We all know the story of Archimedes jumping out a bathtub naked shouting Eureka !! Not sure if the story is true (Did Archimedes coin the term Eureka?), but all of us learn about it in school along with the famous Archimedes’ Principle.
I will come back to what the principle is, after I talk about how we learned this thru an interesting experiment in this week’s Stable Bow session.
I started by posing this puzzle of the two identical bottles.
One has marbles in it (total weight 250gms) and the other has coins (total weight 500gms). The two bottles are identical in shape and watertight. See the picture below.
Now, here is the question I posed to all the children.
If I dip both of these bottles into water, which bottle will feel more force due to water, and hence greater reduction in weight. See the picture below.
What would your answer be? Any WHY? Don’t look for the answer below. Think for a minute.
Most children answered that the heavier bottle will feel more force upwards, hence Y > X. A few said that the lighter bottle will feel more force, as they see it floating up faster, so X > Y.
This is what our intuition tells us.
The loss in weight of the bottle (or any object) depends on the submerged volume and not the weight of the bottle (as well as the what the liquid is).

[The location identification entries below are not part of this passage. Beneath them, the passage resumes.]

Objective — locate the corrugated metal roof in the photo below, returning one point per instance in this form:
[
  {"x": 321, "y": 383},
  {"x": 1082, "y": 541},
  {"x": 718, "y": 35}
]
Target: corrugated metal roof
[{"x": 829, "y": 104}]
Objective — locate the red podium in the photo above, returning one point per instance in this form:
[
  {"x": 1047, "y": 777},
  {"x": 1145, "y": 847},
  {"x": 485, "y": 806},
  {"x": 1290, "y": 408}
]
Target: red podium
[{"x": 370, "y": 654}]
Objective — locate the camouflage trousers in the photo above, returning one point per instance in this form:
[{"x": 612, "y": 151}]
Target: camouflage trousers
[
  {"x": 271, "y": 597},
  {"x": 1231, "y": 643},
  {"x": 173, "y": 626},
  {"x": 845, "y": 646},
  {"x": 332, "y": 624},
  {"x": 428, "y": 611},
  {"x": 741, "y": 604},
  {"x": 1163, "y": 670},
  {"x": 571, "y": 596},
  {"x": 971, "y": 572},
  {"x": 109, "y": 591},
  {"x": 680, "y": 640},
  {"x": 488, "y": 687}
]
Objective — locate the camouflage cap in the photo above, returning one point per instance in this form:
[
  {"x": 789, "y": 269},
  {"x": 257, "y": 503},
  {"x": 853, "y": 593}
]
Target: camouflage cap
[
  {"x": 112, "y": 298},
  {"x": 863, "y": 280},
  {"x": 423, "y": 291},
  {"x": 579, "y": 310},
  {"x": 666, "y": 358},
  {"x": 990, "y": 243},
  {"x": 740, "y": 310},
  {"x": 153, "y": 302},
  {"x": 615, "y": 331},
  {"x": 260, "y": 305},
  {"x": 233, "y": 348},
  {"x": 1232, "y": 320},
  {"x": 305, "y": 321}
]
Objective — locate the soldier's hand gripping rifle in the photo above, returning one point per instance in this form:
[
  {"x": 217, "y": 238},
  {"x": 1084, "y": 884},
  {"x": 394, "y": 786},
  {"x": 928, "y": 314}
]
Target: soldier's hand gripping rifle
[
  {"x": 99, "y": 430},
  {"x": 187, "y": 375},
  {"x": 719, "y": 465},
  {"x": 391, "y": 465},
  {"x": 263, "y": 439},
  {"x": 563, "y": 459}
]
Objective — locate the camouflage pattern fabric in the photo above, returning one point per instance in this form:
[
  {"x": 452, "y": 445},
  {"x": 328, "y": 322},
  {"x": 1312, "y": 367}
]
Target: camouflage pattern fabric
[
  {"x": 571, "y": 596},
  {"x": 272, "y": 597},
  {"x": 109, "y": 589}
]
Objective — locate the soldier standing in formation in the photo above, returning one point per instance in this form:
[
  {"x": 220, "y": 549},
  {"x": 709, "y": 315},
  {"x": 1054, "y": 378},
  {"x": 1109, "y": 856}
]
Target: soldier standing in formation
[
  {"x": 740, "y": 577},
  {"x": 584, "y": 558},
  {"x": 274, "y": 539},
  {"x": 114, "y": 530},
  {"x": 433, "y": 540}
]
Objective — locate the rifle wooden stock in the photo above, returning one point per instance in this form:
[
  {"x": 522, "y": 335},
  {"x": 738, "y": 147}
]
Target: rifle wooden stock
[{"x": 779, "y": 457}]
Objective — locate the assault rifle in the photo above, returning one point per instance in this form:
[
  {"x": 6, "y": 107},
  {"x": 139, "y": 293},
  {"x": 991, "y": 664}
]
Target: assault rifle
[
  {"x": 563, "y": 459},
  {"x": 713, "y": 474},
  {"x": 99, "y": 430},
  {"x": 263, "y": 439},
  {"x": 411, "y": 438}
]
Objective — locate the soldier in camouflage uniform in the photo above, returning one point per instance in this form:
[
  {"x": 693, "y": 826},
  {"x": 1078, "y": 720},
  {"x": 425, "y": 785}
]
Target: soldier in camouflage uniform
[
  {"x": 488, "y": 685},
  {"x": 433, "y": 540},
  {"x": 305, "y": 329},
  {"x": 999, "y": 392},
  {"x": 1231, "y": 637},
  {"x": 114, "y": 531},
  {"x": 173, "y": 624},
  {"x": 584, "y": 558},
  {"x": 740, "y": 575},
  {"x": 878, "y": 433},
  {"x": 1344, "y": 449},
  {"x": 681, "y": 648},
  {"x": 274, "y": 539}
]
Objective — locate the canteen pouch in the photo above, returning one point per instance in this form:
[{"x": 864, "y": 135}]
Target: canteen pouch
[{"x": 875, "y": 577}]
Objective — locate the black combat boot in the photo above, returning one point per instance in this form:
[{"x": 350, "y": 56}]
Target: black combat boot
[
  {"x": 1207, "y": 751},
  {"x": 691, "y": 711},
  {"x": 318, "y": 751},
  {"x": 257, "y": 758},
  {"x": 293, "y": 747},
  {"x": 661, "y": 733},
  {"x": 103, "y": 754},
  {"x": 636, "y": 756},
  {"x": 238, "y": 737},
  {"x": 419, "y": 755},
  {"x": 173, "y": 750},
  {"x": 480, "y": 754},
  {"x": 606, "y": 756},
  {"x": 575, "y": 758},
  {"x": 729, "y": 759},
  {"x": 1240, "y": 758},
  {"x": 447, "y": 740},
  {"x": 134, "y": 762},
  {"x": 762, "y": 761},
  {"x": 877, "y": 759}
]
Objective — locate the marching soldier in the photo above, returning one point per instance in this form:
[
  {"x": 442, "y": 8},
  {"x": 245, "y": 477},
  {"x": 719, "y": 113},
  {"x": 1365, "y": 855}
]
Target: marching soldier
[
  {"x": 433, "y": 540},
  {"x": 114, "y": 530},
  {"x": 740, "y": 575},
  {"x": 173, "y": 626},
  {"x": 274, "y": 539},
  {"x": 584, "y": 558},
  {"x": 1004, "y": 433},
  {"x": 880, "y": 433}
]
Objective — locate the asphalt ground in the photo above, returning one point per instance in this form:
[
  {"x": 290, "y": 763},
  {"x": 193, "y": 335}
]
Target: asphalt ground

This is very counter intuitive. That is why Archimedes was a genius to recognise this.
With a simple weighting scale, two bottles bought at a local grocery store, some marbles and coins – we discovered the Archimedes’ principle at work for ourselves !!
There are two important things I want to point out in this learning process.
We had to try and guess the answer before we learn the theory or a new concept. Secondly, we had to experience it to see how counter intuitive it is. Just regurgitating the principle from a text book doesn’t register and stay with you.
Try it at home or in the classroom.
Going back to my promise.
This the principle in technical terms:
Archimedes’ principle states that the upward buoyant force that is exerted on a body immersed in a fluid, whether fully or partially submerged, is equal to the weight of the fluid that the body displaces and acts in the upward direction at the center of mass of the displaced fluid. Archimedes’ principle is a law of physics fundamental to fluid mechanics. (Source Wikipedia)
Any object, wholly or partially immersed in a stationary fluid, is buoyed up by a force equal to the weight of the fluid displaced by the object. (Source On Floating Bodies by Archimedes of Syraccuse)
p.s. It is NOT ‘volume of the liquid displaced is equal to the volume of the object submerged’. That is true, but is a common misunderstanding about what the Archimedes’ Principle states.